The 2022 Canadian Jewish Literary Awards will celebrate eight books in a ceremony on Oct. 23.
Now in its eighth year, the awards program recognizes and rewards the finest Canadian writing on Jewish themes and subjects. Jewish writing in fiction, biography, Jewish thought and culture, poetry, history, books for children and youth, Yiddish, scholarship and Holocaust categories are considered. The event is supported by the Israel and Golda Koschitzky Centre for Jewish Studies at York University.
This year, the awards program received the most submissions in the history of the awards, and the jury faced tough decisions.
Winners have been selected in fiction, biography, poetry, history, Yiddish, scholarship, Holocaust, and books for children and youth.

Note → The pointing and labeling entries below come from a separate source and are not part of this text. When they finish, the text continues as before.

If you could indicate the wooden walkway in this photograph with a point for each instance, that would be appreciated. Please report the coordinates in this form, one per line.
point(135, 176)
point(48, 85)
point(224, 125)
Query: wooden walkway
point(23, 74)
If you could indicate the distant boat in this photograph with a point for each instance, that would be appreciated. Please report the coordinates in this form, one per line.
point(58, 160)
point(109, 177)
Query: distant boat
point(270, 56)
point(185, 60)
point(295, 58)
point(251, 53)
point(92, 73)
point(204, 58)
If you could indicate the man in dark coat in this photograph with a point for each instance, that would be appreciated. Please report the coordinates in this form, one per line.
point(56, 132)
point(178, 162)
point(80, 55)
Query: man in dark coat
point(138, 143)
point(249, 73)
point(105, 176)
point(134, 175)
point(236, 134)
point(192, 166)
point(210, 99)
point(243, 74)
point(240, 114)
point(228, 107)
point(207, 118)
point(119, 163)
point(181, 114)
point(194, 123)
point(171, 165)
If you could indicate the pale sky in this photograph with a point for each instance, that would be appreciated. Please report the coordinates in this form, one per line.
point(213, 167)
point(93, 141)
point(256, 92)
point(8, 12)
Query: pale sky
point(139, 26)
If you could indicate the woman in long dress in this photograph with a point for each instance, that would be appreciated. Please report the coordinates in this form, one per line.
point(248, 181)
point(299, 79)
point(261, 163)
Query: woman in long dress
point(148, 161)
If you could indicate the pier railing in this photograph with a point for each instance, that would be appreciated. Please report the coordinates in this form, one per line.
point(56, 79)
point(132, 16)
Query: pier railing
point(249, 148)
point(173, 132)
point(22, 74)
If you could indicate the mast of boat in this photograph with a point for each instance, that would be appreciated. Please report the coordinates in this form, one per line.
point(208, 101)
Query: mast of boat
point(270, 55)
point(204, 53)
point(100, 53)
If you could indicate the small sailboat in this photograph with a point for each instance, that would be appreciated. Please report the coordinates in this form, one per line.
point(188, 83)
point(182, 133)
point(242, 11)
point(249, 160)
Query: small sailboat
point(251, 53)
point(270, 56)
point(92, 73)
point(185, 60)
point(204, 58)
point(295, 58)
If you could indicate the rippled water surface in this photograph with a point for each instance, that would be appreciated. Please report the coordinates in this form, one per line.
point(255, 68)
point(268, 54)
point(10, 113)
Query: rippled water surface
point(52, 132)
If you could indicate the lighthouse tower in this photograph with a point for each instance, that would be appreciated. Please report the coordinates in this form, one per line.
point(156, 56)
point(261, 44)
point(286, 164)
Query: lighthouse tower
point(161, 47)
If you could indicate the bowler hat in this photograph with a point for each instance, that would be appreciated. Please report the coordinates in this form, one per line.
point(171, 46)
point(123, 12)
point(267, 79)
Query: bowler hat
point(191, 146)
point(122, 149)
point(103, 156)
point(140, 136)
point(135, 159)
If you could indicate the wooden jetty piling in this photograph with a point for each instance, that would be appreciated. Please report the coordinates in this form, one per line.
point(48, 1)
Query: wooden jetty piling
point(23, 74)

The awards ceremony will be presented in person at York University and streamed for the public on Zoom on Oct. 23 at 2:00 pm, and will be available for later viewing on the Canadian Jewish Literary Awards YouTube channel. The winning authors in attendance will speak about their books and answer questions submitted by the audience.
The honourees are:
Fiction – Great Adventures for the Faint of Heart (Freehand Books) by Cary Fagan
This is a delightful collection of 10 short stories with a diverse range of seemingly ordinary people who take a
chance on life and discover that they can, if the occasion arrives, be extraordinary.

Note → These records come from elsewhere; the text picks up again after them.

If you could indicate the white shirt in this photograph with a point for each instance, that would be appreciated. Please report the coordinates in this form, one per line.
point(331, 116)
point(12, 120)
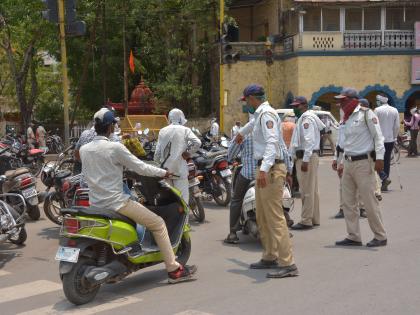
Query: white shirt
point(361, 138)
point(102, 167)
point(389, 120)
point(176, 139)
point(267, 137)
point(214, 129)
point(306, 136)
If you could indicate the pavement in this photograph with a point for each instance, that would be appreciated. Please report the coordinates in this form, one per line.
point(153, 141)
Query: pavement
point(332, 280)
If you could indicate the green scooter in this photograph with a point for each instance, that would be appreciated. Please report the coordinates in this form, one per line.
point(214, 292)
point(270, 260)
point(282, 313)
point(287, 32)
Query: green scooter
point(98, 247)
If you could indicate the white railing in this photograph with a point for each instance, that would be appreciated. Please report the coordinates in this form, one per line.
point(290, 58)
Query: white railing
point(362, 40)
point(399, 39)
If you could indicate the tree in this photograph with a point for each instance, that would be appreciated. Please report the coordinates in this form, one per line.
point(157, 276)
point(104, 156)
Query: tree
point(22, 32)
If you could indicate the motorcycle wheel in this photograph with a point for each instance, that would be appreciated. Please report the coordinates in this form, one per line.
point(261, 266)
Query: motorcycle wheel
point(52, 206)
point(20, 238)
point(224, 199)
point(33, 212)
point(37, 167)
point(197, 209)
point(76, 290)
point(184, 250)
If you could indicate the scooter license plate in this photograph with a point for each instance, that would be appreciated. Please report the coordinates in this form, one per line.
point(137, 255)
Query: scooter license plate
point(68, 254)
point(226, 173)
point(29, 193)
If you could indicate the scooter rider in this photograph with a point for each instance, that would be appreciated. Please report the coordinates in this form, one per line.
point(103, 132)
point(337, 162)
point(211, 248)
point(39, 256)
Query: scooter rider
point(102, 166)
point(175, 145)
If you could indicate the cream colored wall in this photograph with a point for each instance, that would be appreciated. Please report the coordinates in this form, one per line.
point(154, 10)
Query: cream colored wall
point(355, 71)
point(238, 76)
point(307, 75)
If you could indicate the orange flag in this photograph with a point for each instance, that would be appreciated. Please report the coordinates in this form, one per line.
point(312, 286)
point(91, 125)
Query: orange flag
point(131, 61)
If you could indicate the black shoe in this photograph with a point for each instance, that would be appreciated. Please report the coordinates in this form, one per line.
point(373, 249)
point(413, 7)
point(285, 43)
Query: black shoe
point(183, 273)
point(282, 272)
point(376, 243)
point(232, 238)
point(348, 242)
point(301, 227)
point(340, 214)
point(264, 264)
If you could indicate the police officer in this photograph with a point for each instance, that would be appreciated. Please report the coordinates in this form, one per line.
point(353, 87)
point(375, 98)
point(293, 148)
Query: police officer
point(363, 155)
point(305, 149)
point(271, 155)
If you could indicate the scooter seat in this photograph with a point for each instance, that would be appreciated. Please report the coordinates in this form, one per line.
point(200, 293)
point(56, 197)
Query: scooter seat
point(14, 173)
point(105, 214)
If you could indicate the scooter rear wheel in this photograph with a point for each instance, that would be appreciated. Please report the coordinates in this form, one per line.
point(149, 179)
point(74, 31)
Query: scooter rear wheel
point(76, 289)
point(184, 250)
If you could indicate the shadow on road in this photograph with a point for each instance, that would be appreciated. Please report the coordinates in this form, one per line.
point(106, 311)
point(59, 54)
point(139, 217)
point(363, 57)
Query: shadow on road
point(8, 252)
point(352, 248)
point(51, 233)
point(259, 276)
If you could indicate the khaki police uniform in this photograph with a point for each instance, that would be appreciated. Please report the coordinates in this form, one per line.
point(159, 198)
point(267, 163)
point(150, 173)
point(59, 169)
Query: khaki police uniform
point(305, 148)
point(362, 138)
point(271, 154)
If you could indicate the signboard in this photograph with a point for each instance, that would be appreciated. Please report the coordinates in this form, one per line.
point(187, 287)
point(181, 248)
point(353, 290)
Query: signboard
point(415, 70)
point(417, 34)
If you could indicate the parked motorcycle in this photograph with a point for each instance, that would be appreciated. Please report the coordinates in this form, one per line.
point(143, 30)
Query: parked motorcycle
point(12, 224)
point(195, 203)
point(22, 182)
point(99, 247)
point(215, 172)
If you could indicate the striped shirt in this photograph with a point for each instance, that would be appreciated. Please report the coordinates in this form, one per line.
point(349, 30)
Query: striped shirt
point(246, 150)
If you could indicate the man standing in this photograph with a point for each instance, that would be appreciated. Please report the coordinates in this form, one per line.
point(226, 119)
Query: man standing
point(271, 155)
point(214, 129)
point(40, 136)
point(30, 135)
point(414, 125)
point(175, 145)
point(389, 120)
point(305, 149)
point(242, 181)
point(235, 129)
point(103, 162)
point(363, 153)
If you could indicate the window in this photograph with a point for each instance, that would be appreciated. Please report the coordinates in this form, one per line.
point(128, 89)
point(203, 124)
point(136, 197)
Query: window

Biography – But I Live: Three Stories of Child Survivors of the Holocaust (New Jewish Press) edited by Charlotte Schallié
This book arose from encounters between Holocaust survivors and artists born later. It exemplifies the power of the non-fiction graphic novel to convey the experience and aftereffects of the Shoah.
Poetry – Broken Dawn Blessings (ECW Press) by Adam Sol
This is an astonishing and powerful new collection of poems and roughly follows Birkhot haShachar (Blessings of the Dawn), a series of prayers recited by observant Jews immediately upon waking each morning. This is a masterful
work searching personal and public pain and moments of blessing, joy, and wonder.
Children and Youth – Sorry for Your Loss (Orca Book Publishers) by Joanne Levy
This beautifully written book deals with the Jewish rituals surrounding death while immersing the reader in a heartwarming story about love, loss, family, and the healing power of friendship.
Scholarship – Wealth, Poverty, and Charity in Jewish Antiquity (University of California Press) by Gregg
E. Gardner, the founding chair of the Jewish Studies program at the University of British
Columbia
We have perceptions about how central wealth, poverty and charity are to Judaism. The book explores the origins of these concepts – how the earliest rabbis from the time of Talmud reflected on these notions, and how their interpretations differed from and informed how Jews approach those concepts today.
Holocaust – Kingdom of Night: Witnesses to The Holocaust (University of Toronto Press) by Mark Celinscak
This book compiles stark and moving personal accounts by Canadians engaged in the liberation of one of the most notorious sites in Hitler’s camp system.
History – In the Midst of Civilized Europe: The Pogroms of 1918–1921 and the Onset of the Holocaust (HarperCollins Canada) by Jeffrey Veidlinger
This book masterfully reclaims an almost forgotten period of modern Jewish history. The mass murder of Jews of Ukraine in the years immediately following the First World War has been overshadowed by the brutality of the Nazi
era.
Yiddish – From The Vilna Ghetto to Nuremberg: Memoir and Testimony (McGill-Queens University Press) by Abraham Sutzkever, translated by Justin D. Cammy
This book provides the first full English translation of Sutzkever’s memoirs 75 years after they first appeared in Yiddish in 1946. Sutzkever has been called the greatest poet of the Holocaust by the New York Times.